Competition is a fact of life in startup land. A differentiated position in the market is vital. Good competitive positioning communicates to the world the set of assumptions one has to believe to envision your success. It is not only a boon for fundraising, but for sales and hiring as well. It turns out that everyone wants to know why you’re going to be around in 5+ years, and why you’re going to be insulated against the machinations of other players.
Too often do we find competition framed in the context of better/faster/cheaper. It’s an old trope in software, but I’ve never found it useful in practice. It fits a limited number of businesses that sell a commodity product. Otherwise, better/faster/cheaper fails for a few key reasons:
- You don’t actually know if it’s true. You know your own product better than theirs, and so suffer from both information asymmetry and a bias towards your own work.
- Your competitors will say the same thing about their products. If you’re a startup and they’re a big company, they will have more credibility in making that claim.
- Customers hear it all the time and have been programmed to be skeptical.
My advice is to ignore better/faster/cheaper, and instead focus on a differentiator that your competitor would agree with. This is a subtle, but powerful move. If you get it right, your competition will actually reinforce your positioning. Why? Because for them, your approach is a bad idea. They love telling customers why you’re not really focused on the same thing they do. By trivializing what you do, they’re inadvertently spreading your gospel.
I’ll explain with a few examples.
HotelTonight v. Priceline
Online travel experienced waves of consolidation throughout the late 2000’s and early 2010’s, driven by a competitive desire to get consumers the cheapest flights and hotels. Priceline Group and Expedia led the way, eating up Booking.com, Kayak, HomeAway, and Orbitz, amongst others.
Priceline positions itself as “best price, guaranteed.” It pioneered and trademarked “Name Your Own Price” in 1997. The entire brand promise of Priceline is finding you the cheapest possible flight or hotel:
When HotelTonight launched in 2010, it didn’t attempt to compete on better/faster/cheaper with a consolidating set of larger players. Instead, it focused on last-minute deals. These deals were likely cheaper than you could find on Priceline, but more important for HotelTonight was the “book in the moment” positioning:
HotelTonight positioned itself away from the cost-conscious Priceline shopper by focusing on two core user profiles: (1) the splurger and the (2) spontaneous booker. The former wanted a luxury experience at the last minute. The latter didn’t particularly care for planning where he was going to stay and trusted the HotelTonight platform to come through for him after he arrived at his destination.
If you asked Priceline at the time, it would have claimed that HotelTonight had a small market, which it had no interest addressing in the near term. Too much work. Too few people. That window of opportunity gave HotelTonight the ability to scale without direct competition and gave a differentiated value proposition to its customers and travel partners.
Zola* v. Macys
The wedding registry was created by Macys in 1924. Since then, nearly any seller of home goods has created some form of registry. They view the registry business as a strategic tool — inviting new customers into the store to build brand affinity.
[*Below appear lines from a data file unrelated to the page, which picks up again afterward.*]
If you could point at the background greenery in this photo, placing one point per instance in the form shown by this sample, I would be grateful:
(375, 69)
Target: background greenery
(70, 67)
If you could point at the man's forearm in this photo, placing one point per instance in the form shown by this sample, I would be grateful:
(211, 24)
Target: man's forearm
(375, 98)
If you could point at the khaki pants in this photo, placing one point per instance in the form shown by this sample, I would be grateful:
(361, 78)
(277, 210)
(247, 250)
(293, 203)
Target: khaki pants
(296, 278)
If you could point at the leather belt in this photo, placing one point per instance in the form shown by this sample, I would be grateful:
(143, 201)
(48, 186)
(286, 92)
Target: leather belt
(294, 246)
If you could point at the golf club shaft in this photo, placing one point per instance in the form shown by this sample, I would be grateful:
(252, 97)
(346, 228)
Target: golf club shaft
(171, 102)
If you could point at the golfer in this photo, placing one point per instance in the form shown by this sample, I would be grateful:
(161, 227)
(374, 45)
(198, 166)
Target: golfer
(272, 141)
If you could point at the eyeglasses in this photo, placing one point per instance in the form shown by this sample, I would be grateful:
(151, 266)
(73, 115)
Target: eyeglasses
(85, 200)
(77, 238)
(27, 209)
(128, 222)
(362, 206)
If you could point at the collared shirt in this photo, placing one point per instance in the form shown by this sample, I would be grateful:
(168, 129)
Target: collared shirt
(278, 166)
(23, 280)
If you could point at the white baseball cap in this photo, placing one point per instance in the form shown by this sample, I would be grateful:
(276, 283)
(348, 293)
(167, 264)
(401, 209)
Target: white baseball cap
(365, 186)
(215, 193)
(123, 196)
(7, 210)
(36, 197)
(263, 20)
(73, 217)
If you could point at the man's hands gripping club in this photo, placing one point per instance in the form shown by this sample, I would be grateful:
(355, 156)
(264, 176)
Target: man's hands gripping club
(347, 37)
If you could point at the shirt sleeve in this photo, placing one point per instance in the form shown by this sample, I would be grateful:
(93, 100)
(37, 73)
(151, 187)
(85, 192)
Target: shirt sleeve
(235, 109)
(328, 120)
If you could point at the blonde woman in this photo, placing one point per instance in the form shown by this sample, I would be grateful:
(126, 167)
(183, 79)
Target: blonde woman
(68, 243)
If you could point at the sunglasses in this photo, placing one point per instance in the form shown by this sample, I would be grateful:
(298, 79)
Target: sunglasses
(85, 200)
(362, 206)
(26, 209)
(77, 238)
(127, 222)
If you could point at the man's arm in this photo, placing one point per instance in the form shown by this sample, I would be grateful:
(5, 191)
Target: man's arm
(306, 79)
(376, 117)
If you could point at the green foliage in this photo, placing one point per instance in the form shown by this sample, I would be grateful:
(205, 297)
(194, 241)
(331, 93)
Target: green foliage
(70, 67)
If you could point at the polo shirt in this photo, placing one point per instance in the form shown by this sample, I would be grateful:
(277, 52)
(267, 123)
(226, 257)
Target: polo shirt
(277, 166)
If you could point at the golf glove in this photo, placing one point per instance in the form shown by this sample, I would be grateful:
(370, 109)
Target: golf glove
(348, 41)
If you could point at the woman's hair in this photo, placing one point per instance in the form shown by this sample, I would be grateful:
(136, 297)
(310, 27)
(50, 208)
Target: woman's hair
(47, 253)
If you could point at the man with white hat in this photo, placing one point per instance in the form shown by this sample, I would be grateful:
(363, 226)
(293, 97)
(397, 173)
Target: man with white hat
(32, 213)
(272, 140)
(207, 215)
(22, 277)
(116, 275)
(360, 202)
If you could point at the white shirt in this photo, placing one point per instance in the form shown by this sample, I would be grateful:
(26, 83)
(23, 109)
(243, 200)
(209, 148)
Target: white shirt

The average U.S. couple receives around $1,800 of gifts on a single registry and registers at ~3 stores, so the prize is quite large.
Because Macys and its peers, Bed Bath & Beyond, Target, and Crate & Barrel, view registry as an extension of their core businesses, registry nothing more than a tab on a larger website. The entire UX of the registry is born from the broader UX of the site. You can see below that the positioning is broad and bland — “find the perfect look” or “give the perfect gift”:
Zola differentiates with bold claim: “the wedding registry that’ll do anything for love.”
The slogan makes two promises: (1) broader selection than any single vendor (including experiences and cash funds), and (2) customer service that will do any thing to ensure you have a great registry experience. None of its offline competitors can justify a claim around the same degree of product breadth. Nor can they credibly hold up to the level of service provided by Zola’s dedicated customer success team.
The likely knock on Zola from its competition is that it lacks an in store program, but that’s exactly the experience millennial couples want to jettison!
Stitch Fix* vs. Norstrom
Nordstrom is well known for its free, in-store personal styling service. The idea is that you book an appointment, enter the store, and spend a ton of time going over “trends” and trying on different outfits from all over the store. Nordstrom markets the in-depth process and the personal touch of a human focused on your style. All told, your appointment is probably going to take 1–2 hours of your time, including getting to the store:
Stitch Fix could have argued that its data science-driven approach created better style choices. Instead, it chose to market its simplicity. You don’t need to talk to a human. You don’t need to make an appointment. You don’t need hours of your time. All you need to do is fill out an online survey:
Nordstrom’s argument back is likely that “Yes, Stitch Fix is simpler, but our personal stylist can understand your needs better and draw from the entirety of our inventory.” Of course, that logic entirely misses the point — a new generation of men & women want a more frictionless experience than Nordstrom can offer.
Different is far better than “better”
When it comes to competition, it’s more important to be different than better. And it’s vitally important to be different in a way that your competitor will reinforce themselves in the marketplace.
* Designates a Lightspeed portfolio company.